Emily lay low upon a pillow. Her face was as bloodless as wax and was a little turned aside. The Shadow was hovering over it and touched her closed lids and the droop of her cheek and corners of her mouth. She was far, far away.

This was what Walderhurst felt first,--the strange remoteness, the lonely stillness of her. She had gone alone far from the place he stood in, and which they two familiarly knew. She was going, alone, farther still. As he stood and watched her closed eyes,--the nice, easily pleased eyes,--it was they themselves, closed on him and all prosaic things and pleasures, which filled him most strangely with that sense of her loneliness, weirdly enough, _hers_, not his. He was not thinking of himself but of her. He wanted to withdraw her from her loneliness, to bring her back.

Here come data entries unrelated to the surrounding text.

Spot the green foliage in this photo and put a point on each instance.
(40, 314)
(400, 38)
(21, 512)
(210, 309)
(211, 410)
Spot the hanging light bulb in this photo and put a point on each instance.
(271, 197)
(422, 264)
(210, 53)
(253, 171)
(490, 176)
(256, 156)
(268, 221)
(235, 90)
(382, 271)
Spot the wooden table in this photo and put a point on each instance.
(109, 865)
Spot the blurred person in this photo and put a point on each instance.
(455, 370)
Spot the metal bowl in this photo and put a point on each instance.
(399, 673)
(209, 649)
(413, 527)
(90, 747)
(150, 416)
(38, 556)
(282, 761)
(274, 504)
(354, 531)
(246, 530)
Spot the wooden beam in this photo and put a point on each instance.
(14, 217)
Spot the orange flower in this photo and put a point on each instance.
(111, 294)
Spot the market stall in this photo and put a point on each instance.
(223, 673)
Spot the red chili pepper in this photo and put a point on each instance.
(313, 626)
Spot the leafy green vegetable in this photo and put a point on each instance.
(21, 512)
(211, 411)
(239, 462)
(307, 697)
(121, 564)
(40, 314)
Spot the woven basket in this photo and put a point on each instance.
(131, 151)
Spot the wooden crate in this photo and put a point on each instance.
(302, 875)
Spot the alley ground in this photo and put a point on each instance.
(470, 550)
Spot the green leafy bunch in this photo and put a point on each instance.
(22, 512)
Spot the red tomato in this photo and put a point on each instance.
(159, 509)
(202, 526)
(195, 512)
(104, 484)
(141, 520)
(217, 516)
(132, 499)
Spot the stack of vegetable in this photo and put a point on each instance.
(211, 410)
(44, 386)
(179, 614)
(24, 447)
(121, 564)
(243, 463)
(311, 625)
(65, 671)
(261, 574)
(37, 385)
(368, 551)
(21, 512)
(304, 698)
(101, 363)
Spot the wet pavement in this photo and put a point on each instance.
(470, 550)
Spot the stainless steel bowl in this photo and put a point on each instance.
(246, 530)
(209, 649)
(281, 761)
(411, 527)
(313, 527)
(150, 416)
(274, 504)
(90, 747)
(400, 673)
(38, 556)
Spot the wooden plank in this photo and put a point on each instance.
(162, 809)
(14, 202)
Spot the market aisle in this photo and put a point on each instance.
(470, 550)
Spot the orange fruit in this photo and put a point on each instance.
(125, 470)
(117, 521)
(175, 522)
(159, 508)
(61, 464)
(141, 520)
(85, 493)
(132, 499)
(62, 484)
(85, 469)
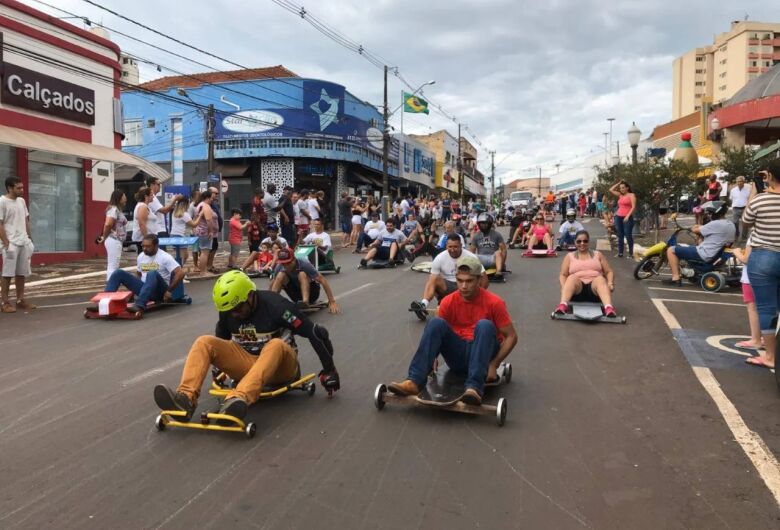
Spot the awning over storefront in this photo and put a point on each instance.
(232, 171)
(54, 144)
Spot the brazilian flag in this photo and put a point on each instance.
(415, 104)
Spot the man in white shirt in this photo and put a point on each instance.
(386, 246)
(157, 276)
(739, 197)
(16, 246)
(444, 268)
(157, 208)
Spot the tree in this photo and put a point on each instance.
(738, 161)
(652, 183)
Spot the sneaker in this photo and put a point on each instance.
(471, 397)
(407, 387)
(24, 305)
(166, 399)
(235, 407)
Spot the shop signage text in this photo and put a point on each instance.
(42, 93)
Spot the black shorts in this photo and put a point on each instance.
(293, 289)
(586, 295)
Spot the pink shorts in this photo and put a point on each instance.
(747, 294)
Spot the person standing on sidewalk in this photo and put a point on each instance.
(763, 214)
(624, 218)
(16, 245)
(157, 208)
(739, 196)
(114, 231)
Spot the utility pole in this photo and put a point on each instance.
(461, 181)
(540, 181)
(492, 175)
(385, 146)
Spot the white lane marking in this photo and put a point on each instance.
(669, 318)
(750, 442)
(356, 289)
(716, 341)
(698, 302)
(151, 373)
(73, 277)
(756, 450)
(692, 291)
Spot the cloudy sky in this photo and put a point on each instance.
(533, 80)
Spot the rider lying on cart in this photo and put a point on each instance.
(473, 332)
(245, 316)
(586, 277)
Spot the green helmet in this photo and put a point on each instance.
(232, 289)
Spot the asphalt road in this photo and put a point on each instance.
(608, 425)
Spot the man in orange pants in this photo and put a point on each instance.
(248, 346)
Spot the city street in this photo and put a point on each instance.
(643, 425)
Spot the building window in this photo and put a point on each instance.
(133, 133)
(257, 144)
(56, 202)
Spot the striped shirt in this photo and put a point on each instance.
(763, 212)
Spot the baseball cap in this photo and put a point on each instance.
(471, 263)
(284, 257)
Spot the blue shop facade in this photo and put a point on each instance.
(286, 130)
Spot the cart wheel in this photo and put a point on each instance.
(379, 396)
(501, 412)
(712, 281)
(250, 430)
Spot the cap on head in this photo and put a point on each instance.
(231, 289)
(471, 263)
(284, 257)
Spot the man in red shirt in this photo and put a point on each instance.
(473, 332)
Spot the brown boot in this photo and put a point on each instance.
(407, 387)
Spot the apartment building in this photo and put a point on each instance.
(716, 72)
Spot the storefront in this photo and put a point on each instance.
(61, 128)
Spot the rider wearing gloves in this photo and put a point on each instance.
(246, 315)
(716, 234)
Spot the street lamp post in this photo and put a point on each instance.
(633, 139)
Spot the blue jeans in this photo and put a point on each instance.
(625, 228)
(764, 274)
(153, 289)
(463, 357)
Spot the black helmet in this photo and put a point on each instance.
(715, 209)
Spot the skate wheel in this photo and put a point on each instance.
(379, 396)
(501, 412)
(250, 430)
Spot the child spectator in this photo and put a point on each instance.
(236, 236)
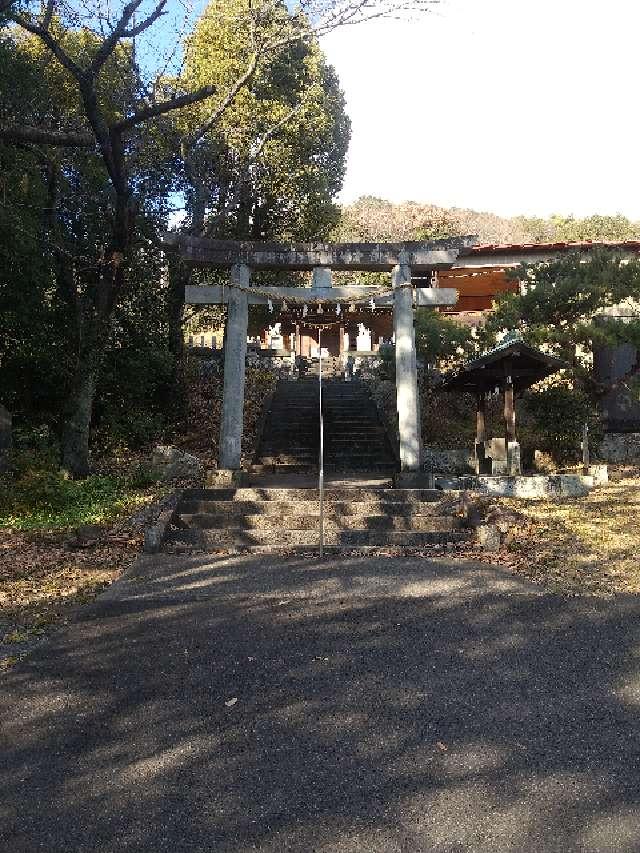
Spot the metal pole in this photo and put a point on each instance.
(321, 477)
(586, 461)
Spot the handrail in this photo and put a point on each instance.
(321, 455)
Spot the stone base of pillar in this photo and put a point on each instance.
(413, 480)
(514, 466)
(220, 478)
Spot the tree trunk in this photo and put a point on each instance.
(75, 435)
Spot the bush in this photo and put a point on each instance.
(552, 420)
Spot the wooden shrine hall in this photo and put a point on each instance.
(508, 369)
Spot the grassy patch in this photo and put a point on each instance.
(588, 545)
(44, 571)
(45, 500)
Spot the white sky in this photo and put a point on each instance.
(508, 106)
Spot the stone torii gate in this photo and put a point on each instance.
(241, 258)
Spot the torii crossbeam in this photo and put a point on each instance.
(400, 259)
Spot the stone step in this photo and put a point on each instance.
(333, 522)
(205, 539)
(306, 455)
(302, 508)
(282, 468)
(348, 494)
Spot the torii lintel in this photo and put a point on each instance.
(364, 257)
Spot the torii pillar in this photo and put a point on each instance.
(235, 352)
(406, 368)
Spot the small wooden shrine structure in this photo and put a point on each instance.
(510, 368)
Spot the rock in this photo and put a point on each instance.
(489, 537)
(504, 519)
(218, 478)
(5, 438)
(170, 463)
(85, 536)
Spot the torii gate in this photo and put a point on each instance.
(400, 259)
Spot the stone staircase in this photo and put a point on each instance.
(257, 518)
(355, 439)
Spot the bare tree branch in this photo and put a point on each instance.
(41, 136)
(215, 116)
(274, 130)
(47, 39)
(48, 14)
(163, 107)
(118, 32)
(132, 32)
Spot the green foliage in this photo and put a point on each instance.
(552, 420)
(372, 219)
(39, 497)
(562, 308)
(273, 163)
(440, 341)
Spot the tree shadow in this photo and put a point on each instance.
(380, 704)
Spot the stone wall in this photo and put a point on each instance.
(620, 447)
(438, 460)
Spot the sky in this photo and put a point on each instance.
(509, 106)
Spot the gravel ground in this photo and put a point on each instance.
(240, 703)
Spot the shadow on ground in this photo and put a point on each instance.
(380, 705)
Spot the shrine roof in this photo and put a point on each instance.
(526, 366)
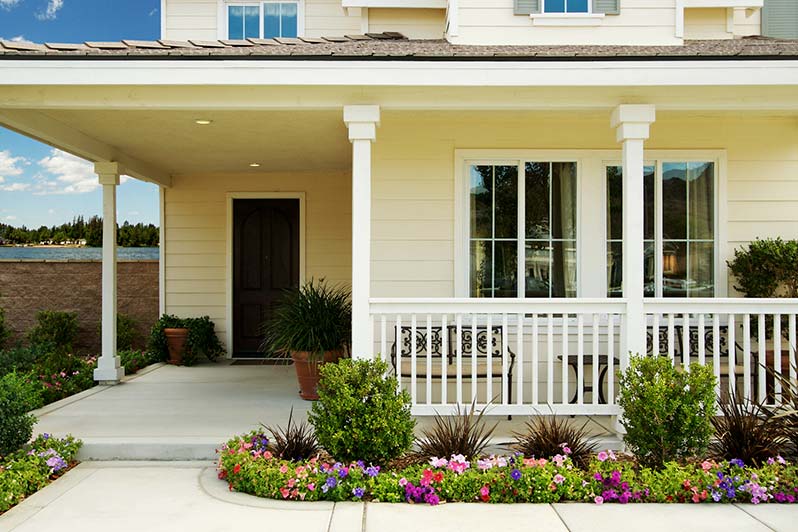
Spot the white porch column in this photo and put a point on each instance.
(108, 369)
(632, 129)
(362, 121)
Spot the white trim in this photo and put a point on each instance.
(222, 11)
(588, 160)
(401, 73)
(230, 197)
(162, 252)
(395, 4)
(163, 19)
(567, 19)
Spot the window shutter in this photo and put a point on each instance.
(608, 7)
(527, 7)
(780, 19)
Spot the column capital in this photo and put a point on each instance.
(632, 121)
(108, 172)
(362, 121)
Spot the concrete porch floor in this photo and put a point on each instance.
(180, 413)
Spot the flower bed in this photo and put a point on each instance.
(29, 469)
(248, 465)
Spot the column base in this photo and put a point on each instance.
(109, 375)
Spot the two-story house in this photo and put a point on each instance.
(520, 193)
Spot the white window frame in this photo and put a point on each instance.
(222, 12)
(566, 12)
(718, 159)
(591, 170)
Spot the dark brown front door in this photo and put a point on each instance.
(265, 262)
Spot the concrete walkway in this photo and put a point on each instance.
(179, 413)
(176, 496)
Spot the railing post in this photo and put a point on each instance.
(362, 122)
(632, 124)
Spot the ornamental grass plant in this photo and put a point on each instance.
(464, 433)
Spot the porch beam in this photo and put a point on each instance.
(632, 125)
(362, 122)
(109, 369)
(39, 126)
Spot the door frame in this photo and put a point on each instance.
(231, 197)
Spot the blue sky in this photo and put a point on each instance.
(43, 186)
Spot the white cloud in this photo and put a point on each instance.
(15, 187)
(50, 12)
(8, 4)
(68, 175)
(10, 165)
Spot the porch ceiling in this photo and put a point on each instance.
(173, 141)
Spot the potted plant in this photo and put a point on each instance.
(313, 325)
(180, 340)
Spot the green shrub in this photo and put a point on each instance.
(360, 414)
(55, 330)
(19, 394)
(31, 468)
(768, 268)
(666, 411)
(20, 359)
(202, 339)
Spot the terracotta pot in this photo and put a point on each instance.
(176, 342)
(307, 371)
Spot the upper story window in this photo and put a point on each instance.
(566, 6)
(264, 20)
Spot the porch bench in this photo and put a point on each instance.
(466, 348)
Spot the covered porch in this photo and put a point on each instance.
(383, 175)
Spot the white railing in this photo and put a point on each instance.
(561, 356)
(746, 341)
(556, 356)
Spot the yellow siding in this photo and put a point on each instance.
(413, 189)
(196, 234)
(414, 23)
(640, 22)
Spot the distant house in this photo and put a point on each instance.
(520, 193)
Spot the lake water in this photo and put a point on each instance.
(18, 253)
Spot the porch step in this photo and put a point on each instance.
(166, 449)
(204, 448)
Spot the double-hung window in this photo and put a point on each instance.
(263, 19)
(679, 229)
(522, 228)
(566, 6)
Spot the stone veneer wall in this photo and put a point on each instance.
(27, 286)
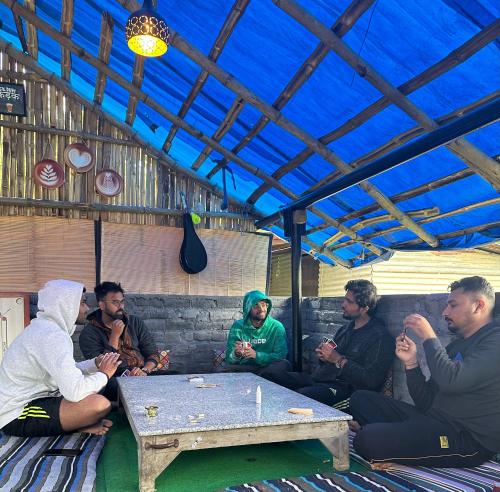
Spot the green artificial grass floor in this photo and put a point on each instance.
(208, 470)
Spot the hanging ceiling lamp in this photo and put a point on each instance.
(146, 32)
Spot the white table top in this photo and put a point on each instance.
(230, 405)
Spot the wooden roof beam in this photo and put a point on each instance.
(451, 213)
(483, 165)
(454, 58)
(406, 195)
(105, 43)
(160, 109)
(276, 116)
(66, 29)
(163, 159)
(227, 29)
(31, 29)
(137, 79)
(224, 127)
(449, 235)
(342, 25)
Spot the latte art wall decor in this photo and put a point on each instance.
(79, 157)
(48, 173)
(108, 183)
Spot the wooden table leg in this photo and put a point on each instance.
(151, 463)
(339, 447)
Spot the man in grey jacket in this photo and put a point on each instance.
(43, 391)
(456, 418)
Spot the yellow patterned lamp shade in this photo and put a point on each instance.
(146, 32)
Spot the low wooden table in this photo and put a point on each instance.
(190, 418)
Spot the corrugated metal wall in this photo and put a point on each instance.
(55, 120)
(423, 272)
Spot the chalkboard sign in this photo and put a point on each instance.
(12, 99)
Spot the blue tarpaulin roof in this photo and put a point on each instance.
(337, 117)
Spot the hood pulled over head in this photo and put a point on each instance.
(59, 302)
(253, 297)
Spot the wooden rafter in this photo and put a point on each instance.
(32, 34)
(384, 149)
(66, 29)
(137, 79)
(163, 159)
(451, 213)
(120, 80)
(454, 58)
(468, 153)
(279, 118)
(105, 43)
(227, 29)
(400, 197)
(404, 137)
(342, 26)
(227, 122)
(448, 235)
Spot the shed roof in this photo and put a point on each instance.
(287, 96)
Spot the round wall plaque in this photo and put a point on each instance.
(108, 183)
(48, 173)
(79, 157)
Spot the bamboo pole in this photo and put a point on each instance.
(232, 19)
(468, 153)
(137, 79)
(105, 43)
(449, 235)
(66, 29)
(451, 213)
(32, 34)
(165, 160)
(167, 114)
(406, 195)
(277, 117)
(454, 58)
(224, 127)
(404, 137)
(341, 26)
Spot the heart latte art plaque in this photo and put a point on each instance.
(79, 157)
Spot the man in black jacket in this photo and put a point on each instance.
(111, 329)
(361, 359)
(456, 418)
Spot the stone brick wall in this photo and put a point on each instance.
(192, 327)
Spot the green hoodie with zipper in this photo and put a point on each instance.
(268, 341)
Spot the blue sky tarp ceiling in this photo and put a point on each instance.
(440, 59)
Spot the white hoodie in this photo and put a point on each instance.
(40, 362)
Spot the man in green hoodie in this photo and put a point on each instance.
(258, 340)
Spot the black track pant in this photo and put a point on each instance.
(328, 393)
(394, 431)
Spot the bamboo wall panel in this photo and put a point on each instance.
(422, 272)
(147, 183)
(36, 249)
(145, 259)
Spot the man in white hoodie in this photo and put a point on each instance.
(43, 391)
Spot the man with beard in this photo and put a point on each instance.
(111, 329)
(258, 341)
(359, 358)
(456, 418)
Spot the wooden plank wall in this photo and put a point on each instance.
(147, 183)
(423, 272)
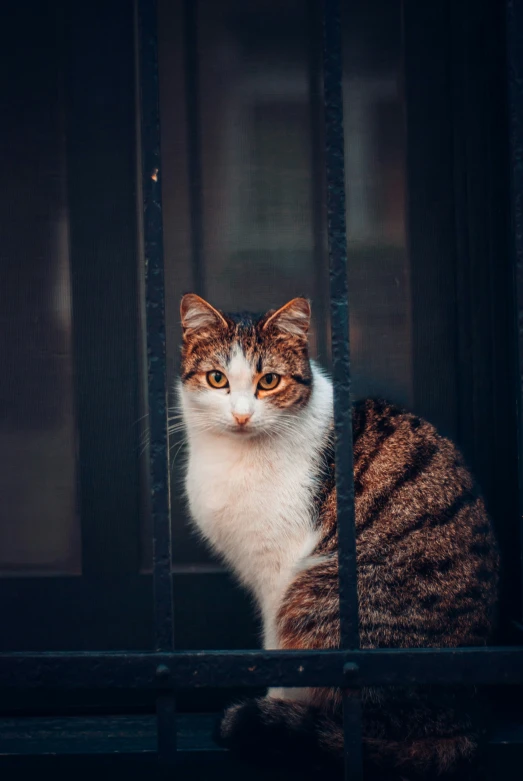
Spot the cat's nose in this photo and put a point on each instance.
(242, 418)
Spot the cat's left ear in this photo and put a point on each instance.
(197, 315)
(293, 318)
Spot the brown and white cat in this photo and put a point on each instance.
(260, 483)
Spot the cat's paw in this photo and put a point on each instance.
(234, 730)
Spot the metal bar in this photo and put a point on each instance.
(194, 142)
(200, 669)
(317, 167)
(335, 169)
(515, 99)
(156, 364)
(337, 233)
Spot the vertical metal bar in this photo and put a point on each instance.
(156, 364)
(515, 98)
(317, 174)
(194, 142)
(335, 170)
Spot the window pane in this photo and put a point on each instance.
(39, 529)
(263, 208)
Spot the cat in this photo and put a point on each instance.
(260, 483)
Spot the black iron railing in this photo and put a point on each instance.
(164, 670)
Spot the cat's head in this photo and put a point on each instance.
(244, 375)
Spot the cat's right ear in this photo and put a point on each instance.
(197, 314)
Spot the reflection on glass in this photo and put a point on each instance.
(39, 530)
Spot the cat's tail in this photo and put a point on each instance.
(269, 731)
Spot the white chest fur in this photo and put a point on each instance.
(252, 500)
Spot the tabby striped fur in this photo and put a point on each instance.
(264, 496)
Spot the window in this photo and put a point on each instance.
(242, 176)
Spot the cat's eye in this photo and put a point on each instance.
(217, 379)
(269, 381)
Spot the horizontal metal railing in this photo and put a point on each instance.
(198, 669)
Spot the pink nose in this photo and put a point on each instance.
(242, 418)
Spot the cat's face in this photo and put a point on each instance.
(244, 376)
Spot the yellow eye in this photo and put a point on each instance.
(217, 379)
(269, 381)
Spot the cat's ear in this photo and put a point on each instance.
(293, 318)
(197, 314)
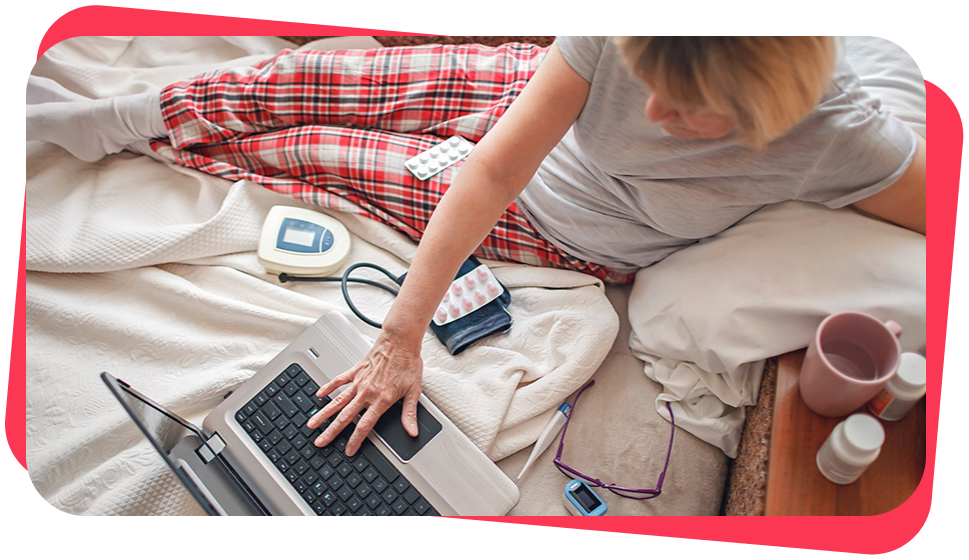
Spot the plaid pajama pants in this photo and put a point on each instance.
(334, 129)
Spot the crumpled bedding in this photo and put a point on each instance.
(148, 270)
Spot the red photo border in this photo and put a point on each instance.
(934, 518)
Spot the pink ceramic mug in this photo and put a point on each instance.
(851, 357)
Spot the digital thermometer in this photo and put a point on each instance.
(302, 242)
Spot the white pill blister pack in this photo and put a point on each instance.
(434, 160)
(467, 294)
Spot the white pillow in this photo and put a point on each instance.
(706, 317)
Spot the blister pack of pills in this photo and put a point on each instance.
(467, 294)
(434, 160)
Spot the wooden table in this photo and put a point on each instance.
(795, 486)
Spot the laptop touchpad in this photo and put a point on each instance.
(392, 432)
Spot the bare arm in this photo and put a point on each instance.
(903, 203)
(492, 177)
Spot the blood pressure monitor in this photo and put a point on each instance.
(302, 242)
(581, 500)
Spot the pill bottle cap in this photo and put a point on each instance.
(911, 372)
(863, 433)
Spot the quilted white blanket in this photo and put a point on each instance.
(148, 270)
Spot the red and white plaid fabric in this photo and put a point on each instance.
(335, 128)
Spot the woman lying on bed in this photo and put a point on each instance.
(615, 154)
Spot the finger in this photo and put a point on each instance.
(331, 408)
(338, 381)
(339, 422)
(409, 415)
(364, 427)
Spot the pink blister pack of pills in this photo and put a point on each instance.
(467, 294)
(434, 160)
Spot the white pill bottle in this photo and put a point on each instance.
(902, 391)
(853, 445)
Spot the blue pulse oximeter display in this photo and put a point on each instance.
(299, 236)
(581, 500)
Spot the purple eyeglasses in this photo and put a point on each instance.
(634, 493)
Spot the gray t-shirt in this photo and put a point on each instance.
(621, 192)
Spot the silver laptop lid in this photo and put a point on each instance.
(188, 453)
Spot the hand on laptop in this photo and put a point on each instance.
(389, 372)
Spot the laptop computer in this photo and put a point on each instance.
(253, 454)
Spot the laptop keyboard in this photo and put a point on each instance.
(329, 481)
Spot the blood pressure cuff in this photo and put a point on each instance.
(491, 318)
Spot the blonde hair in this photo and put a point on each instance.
(769, 84)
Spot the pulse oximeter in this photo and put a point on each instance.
(302, 242)
(581, 500)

He knelt down carefully, making no sound, stealthily, not removing his eyes from her strange, aloof face. He slowly dared to close his hand on hers which lay outside the coverlet. And it was a little chill and damp,--a little chill.

A power, a force which hides itself in human things and which most of them know not of, was gathering within him. He was warm and alive, a living man; his hand as it closed on the chill of hers was warm; his newly awakened being sent heat to it.